どうやら、桐生の私設秘書はそれほど優秀な男ではないらしい。太一郎ですら思い出したのに、向こうは覚えていなかったのだ。そうでなければ一週間以上が過ぎて、卓巳の元に連絡が行かない訳がない。桐生より先に話さなければ、と思いつつ……。再び奈那子に関わったことを知られるのが怖くて、卓巳に連絡の取れない太一郎であった。
「これは良い機会ではないでしょうか? その女性を伴い、藤原に戻られませんか?」
太一郎は宗の言葉に驚き、顔を上げる。すると、宗は随分穏やかな表情で微笑んでいた。
「まだ半年だ。何にもしてねぇのに……藤原に戻ったって」
「実は、九月一杯で私は社長秘書を辞することになりました」
「辞するって……こないだの事件は終わったんだろう? 今月、仕事に復帰したばっかりじゃねぇか」
「日頃の行いの悪さでしょうね。些か仕事の遣り辛い状況でして……。会社にもご迷惑を掛けてしまいそうなので、社長の采配でしばらく本社から離れることになったんです」
宗は二年を目処に北海道で働くことになるという。
その瞬間、太一郎は酷く心細い思いに駆られた。自分でも気付かぬうちに、宗を頼り切っていたようだ。一人では仕事も探せなかった太一郎に、名村産業を紹介してくれたのは宗だった。卓巳にはプライドが邪魔して頼れない所を、宗になら頭を下げることが出来た。
一見、軟派でいい加減な男に思える。だが、その柔軟さと機転はさすが藤原グループの社長秘書と言うべきだろう。

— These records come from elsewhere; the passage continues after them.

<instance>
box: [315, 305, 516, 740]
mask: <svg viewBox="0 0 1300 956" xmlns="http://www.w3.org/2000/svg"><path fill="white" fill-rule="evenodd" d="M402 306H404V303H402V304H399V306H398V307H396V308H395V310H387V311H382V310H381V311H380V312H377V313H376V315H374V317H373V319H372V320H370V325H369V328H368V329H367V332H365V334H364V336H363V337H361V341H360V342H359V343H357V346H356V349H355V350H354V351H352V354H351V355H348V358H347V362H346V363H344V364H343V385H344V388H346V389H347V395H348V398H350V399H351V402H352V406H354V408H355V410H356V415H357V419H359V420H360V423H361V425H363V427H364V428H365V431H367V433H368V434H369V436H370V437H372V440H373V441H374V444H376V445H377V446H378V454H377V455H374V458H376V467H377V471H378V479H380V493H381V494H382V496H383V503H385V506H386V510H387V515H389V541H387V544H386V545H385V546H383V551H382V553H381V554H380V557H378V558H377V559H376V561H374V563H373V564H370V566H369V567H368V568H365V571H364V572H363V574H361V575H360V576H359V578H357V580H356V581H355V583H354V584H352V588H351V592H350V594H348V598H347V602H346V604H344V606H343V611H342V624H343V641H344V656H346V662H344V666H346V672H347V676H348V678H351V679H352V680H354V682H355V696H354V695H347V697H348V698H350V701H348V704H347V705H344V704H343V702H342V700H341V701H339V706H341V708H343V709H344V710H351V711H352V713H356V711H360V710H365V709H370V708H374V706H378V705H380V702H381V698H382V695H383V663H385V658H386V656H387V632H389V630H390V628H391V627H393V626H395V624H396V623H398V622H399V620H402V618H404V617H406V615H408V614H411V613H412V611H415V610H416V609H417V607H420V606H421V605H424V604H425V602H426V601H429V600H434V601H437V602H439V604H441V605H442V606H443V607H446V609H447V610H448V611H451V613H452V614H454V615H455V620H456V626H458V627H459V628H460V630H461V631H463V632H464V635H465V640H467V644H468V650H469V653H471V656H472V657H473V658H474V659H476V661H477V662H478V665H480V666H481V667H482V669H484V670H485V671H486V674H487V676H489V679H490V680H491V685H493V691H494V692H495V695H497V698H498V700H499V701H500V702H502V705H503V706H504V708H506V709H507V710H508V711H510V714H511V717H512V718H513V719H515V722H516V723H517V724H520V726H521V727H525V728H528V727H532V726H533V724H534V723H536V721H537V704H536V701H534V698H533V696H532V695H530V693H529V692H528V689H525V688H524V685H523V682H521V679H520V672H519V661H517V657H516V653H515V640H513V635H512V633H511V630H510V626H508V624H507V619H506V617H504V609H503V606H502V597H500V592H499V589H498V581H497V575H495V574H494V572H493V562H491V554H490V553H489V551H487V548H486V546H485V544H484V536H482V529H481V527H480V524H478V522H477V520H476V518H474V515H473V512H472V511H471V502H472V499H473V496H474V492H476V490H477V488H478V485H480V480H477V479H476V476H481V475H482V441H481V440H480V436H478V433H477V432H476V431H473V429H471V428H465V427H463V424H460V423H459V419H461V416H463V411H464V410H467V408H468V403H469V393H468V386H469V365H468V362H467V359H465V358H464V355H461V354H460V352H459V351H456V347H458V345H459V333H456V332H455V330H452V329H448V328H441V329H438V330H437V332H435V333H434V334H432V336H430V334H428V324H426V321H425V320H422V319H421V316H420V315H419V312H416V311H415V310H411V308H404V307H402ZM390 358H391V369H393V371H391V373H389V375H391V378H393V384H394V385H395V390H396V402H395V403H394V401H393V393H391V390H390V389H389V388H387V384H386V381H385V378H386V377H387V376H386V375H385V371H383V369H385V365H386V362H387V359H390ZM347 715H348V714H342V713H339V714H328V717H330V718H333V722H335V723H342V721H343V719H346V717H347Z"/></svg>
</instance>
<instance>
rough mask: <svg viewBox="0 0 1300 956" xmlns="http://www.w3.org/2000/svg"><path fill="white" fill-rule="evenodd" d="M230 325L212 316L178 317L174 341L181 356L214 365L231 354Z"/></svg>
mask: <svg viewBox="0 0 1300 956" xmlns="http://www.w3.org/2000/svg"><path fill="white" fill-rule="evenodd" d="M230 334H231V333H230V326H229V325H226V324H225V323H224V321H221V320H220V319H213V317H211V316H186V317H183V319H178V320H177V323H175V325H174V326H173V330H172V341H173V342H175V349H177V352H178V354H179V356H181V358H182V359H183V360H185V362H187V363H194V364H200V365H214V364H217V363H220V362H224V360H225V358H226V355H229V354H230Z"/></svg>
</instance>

「社長には確実な味方となるべき親族がおられません。やはり、太一郎様が藤原に戻り、本社に入るべきではないでしょうか? 少なくとも社会人としての常識は、半年前からは想像も出来ないほど立派になられておられますし……」
宗の言うことは判る。いつかは藤原に戻り、卓巳の役に立ちたいと思う。
だが……。
「卓巳……さんに会いたいんだ。その……結婚したい女のことで、話がある。明日か、明後日か、俺が出向くから時間と場所を指定して貰えないか? それから……我侭言って悪いんだけど、万里子さんにも同席して欲しいんだ」
覚悟を決めて太一郎は口にした。
宗は僅かに驚いた表情を作ったが、すぐに上着の内ポケットから手帳を取り出し、捲り始めた。
「万里子様も同席と言うことでしたら、藤原邸が望ましいと思われます。……明日の夜九時以降で如何でしょう?」
「ああ、それでいい」
「では、太一郎様も奥様をご同伴下さい」
「それは……」
一瞬、宗の態度は芝居で、奈那子をおびき寄せる罠かも知れないと考える。
「明日は俺ひとりで行く。な……彼女は体調が今ひとつなんだ」
「判りました。では、社長には明日、約束の時間直前にお話することに致します」
「わ、悪りぃ」
どうやら宗は、太一郎の不信と躊躇を感じ取ったらしい。
宗は、茜と連絡が取れるように、と母親の実家を太一郎にも教えようとした。しかし、太一郎はそれを聞かずに断わる。茜との間に友情を築き上げる自信はない。
太一郎は宗にもう一度頭を下げ、茜のことを頼んだ。そして、二度と彼女に会わない決意を固めたのである。
奈那子は太一郎の帰りを待っている。一刻も早く帰って安心させてやりたい。
宗と別れてすぐ、奈那子に電話を掛けるが……。携帯電話は『電源が切れている……』と虚しく繰り返すだけだった。